When maintaining software, uptime and data integrity are normally very important things and there are a lot of articles that talk about them. To achieve uptime at Coveo, we usually put the upgraded module in read-only for a certain amount of time and create a parallel module that isn’t active for the clients. Then, we test it and make sure everything works correctly on the new one. When ready, we swap (gradually, when we can) the two modules. At any point, we can rollback, and it won’t affect any of our clients.

To achieve data integrity, there aren’t a lot of things we can do that scales for big volumes. The best thing I know is to release a change without making the actual breaking change - e.g., removing a database column - in the same release as the upgraded solution. After that release, the software should not use the deleted resource. After a certain number of releases, when everything falls back on the new solution, you can make the breaking change. This way, you can still rollback and make sure data isn’t lost.

Monitoring

Last but not least - the monitoring. Any quality software must have a way to monitor itself so it can improve and fix problems before they arise. Monitoring is a way for your app to communicate to developers - by communicating through logs or alerts, a developer can know if the software is happy or needs something. Don’t mute your app; give it a voice!

Measurable

• What is currently happening in my application?
• What are the performances?
• Where should I put my efforts to optimize the software?

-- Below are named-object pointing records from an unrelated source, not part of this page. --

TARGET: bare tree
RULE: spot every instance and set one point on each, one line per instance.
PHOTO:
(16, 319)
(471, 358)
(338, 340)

There’s a saying in the manager world: “If you can’t measure it, you can’t manage it.” This is also true for any software you write. If someone writes a black box, they can only control the input and monitor the output. As any black box, there are millions and millions of possibilities of what could go wrong.

To give an app a voice, you can use just about anything. Make it blink, beep, or vibrate; it doesn’t really matter - simply make sure you can communicate with it in real time. Obviously, there are solutions better than others (blinking isn’t very convenient). A great way to communicate with your app is by using a log platform (Sentry, Stackdriver, Logstash, etc.) and integrate it with a logger (Log4XYZ, console logs, etc.) This way, you’ll be able to see what’s happening nearly in real time and can produce statistics out of it - it will help tremendously.

When the log part is done, you can use software like Graphite or InfluxDB to visualize and understand your software. Those tools can graph real-time your app performance and issues based on various data.

Actionable

Having your app talk to you is great, but you also have to make sure that when it’s yelling, someone is answering the call. So make sure you have a way to detect errors that create an action item somewhere. Again, there are some platforms that can alert you when something strange happens (Pager duty, VictorOps, IFTTT). Monitoring that doesn’t trigger any real action is way less effective.

This is it! These are all the questions I keep asking myself when I write and design any software. There is a lot more content we could write for each of these sections, but I’ve tried to keep it short and only give you a grasp of how I see things. Any feedback is welcome :).